The Non-Coding Air RNA is Required for Silencing a Cluster of Autosomal Imprinted Genes

Denise Barlow
OAW Institute of Molecular Biology

In genomic imprinting one of the two parental alleles of an autosomal gene is epigenetically silenced by a cis-acting mechanism. A bidirectional silencer for a 400kb region that contains three imprinted maternally-expressed protein-coding genes (Igf2r, S1c22a2, S1c22a3), has previously been shown by targeted deletion to reside in a 3.7kb sequence that also contains the promoter for the imprinted paternally-expressed non-coding Air RNA. Air expression correlates with repression of all three genes on the paternal allele, however, the Air RNA overlaps just one of these genes in an antisense orientation.
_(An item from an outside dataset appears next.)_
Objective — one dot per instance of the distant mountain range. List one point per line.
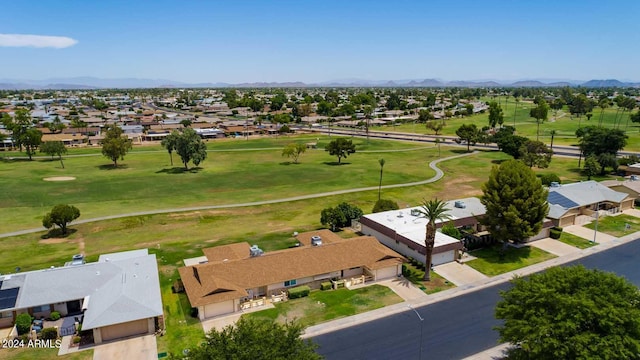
(128, 83)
To test whether the Air RNA is indeed required for silencing, we have inserted a polyadenylation signal to truncate 96% of the RNA. The truncated Air allele maintains imprinted expression and methylation of the Air promoter but shows complete loss of silencing of the Igf2r/Slc22a2/Slc22a3 cluster on the paternal chromosome. These results indicate that non-coding RNAs can play an active role in genomic imprinting. Our results thus identify the existence of a novel RNA-dependent mechanism in genomic imprinting and also indicate the existence of mechanistic parallels between autosomal genomic imprinting and X chromosomal inactivation.